— Что ж совет? Ходила в совет. Там говорят: «Это хорошо, бабочка, что ты пришла. Женский вопрос — это, — говорят, — теперича три кита нашей жизни. Разводись, милая, с этим с твоим скобарем, и вся недолга...» Ну а она не хочет. «Погожу, — говорит, — маленько. Потому — неохота, — говорит, — разводиться...» После терпела, терпела — и в город поехала. И привозит пилюлю. И одну сама принимает, а другую ему подсыпает. Она подсыпает, а он на нее наседает, дерется. Не действует ему пилюля. Стала она по две пилюли подсыпать и по две принимать. Ни в какую — дерется. А то враз шесть приняла и свалилась. И лежит плошкой. До чего ее жалко! Главное, одна бабочка на уезд сознательная и та, может, кончится.
— Ну а другие бабы, — спросил я, — неужели еще темней?
— Другие еще темней, — сказал Егорка. — Другие совсем малосознательные... Одна, это, после драки в суд подала на мужа. Мужика к ногтю. Штраф на него. Пять целковых — не дерись, мол, бродяга... Ну а теперича баба плачет, горюет. Платить-то ей чем? Дура такая несознательная... А другая тоже в развод пошла. Мужик-то рад, время зимнее, а она голодует. Дура такая темная...
— Плохо, — сказал я.
— Конечно, дело плохо, — подтвердил Егорка. — Мужики-то у нас все наскрозь знают, все-то понимают, что к чему и почему, ну а бабы маленько, действительно, отстают в развитии.

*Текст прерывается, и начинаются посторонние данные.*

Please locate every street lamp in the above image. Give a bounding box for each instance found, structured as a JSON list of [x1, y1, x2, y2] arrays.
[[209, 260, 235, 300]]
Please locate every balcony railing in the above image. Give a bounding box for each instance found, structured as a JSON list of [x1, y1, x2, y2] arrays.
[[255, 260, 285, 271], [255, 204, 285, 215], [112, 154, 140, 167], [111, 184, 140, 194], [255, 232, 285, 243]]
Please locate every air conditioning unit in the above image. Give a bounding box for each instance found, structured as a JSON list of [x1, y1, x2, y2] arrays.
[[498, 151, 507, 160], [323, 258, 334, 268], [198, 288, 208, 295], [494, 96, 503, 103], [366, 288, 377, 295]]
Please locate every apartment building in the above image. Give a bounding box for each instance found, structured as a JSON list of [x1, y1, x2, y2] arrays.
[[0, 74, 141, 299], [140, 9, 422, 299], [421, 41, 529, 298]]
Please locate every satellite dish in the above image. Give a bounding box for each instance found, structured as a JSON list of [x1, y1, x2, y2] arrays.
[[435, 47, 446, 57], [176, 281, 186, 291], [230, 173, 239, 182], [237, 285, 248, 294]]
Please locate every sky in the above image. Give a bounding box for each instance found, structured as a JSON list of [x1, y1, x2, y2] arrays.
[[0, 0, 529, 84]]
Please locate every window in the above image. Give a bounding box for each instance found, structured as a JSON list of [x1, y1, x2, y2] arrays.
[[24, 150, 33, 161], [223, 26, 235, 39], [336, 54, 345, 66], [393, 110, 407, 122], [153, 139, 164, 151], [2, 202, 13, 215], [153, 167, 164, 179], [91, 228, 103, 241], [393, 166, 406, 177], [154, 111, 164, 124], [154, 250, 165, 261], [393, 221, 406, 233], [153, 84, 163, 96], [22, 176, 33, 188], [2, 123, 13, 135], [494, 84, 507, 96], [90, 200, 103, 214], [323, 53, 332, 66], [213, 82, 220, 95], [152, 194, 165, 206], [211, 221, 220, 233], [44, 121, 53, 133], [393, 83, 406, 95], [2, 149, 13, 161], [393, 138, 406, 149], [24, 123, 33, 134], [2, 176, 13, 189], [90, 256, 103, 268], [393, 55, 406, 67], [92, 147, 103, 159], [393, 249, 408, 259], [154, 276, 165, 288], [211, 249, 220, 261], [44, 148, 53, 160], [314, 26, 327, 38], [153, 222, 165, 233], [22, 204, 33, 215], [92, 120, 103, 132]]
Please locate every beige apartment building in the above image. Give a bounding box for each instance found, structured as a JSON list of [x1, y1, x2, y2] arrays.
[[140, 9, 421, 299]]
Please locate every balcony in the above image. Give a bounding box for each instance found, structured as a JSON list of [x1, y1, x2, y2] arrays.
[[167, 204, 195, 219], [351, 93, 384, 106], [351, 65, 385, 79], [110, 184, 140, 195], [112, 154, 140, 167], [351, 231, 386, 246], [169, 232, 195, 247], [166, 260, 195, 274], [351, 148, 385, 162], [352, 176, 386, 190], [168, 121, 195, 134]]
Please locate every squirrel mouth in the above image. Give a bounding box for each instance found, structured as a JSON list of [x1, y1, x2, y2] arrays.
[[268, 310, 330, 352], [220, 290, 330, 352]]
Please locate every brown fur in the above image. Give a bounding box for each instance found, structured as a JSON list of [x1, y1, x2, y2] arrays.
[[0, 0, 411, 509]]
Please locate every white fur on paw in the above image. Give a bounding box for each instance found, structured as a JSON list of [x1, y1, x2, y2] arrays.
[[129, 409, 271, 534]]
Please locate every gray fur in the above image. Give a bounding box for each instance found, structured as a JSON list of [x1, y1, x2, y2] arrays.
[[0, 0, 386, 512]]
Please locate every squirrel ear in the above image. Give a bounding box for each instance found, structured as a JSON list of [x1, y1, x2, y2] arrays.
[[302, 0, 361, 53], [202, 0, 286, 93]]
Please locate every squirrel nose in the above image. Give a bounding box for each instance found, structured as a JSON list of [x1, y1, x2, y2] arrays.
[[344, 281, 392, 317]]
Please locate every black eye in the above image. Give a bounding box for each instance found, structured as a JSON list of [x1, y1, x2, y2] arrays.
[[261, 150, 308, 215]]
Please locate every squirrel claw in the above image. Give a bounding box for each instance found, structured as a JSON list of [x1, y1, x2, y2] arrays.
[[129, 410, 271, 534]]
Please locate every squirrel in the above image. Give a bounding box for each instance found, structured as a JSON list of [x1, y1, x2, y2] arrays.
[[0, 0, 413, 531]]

— Плохо, — сказал я и посмотрел на Егоркину спину.
А спина была худая, рваная. И желтая вата торчала кусками.
Ошибочка
Сегодня день-то у нас какой? Среда, кажись. Ну да, среда. А это в понедельник было. В понедельник народ у нас чуть со смеху не подох. Потому смешно уж очень. Ошибка вышла.
Главное, что народ-то у нас на фабрике весь грамотный. Любого человека разбуди, скажем, ночью и заставь его фамилию свою написать — напишет.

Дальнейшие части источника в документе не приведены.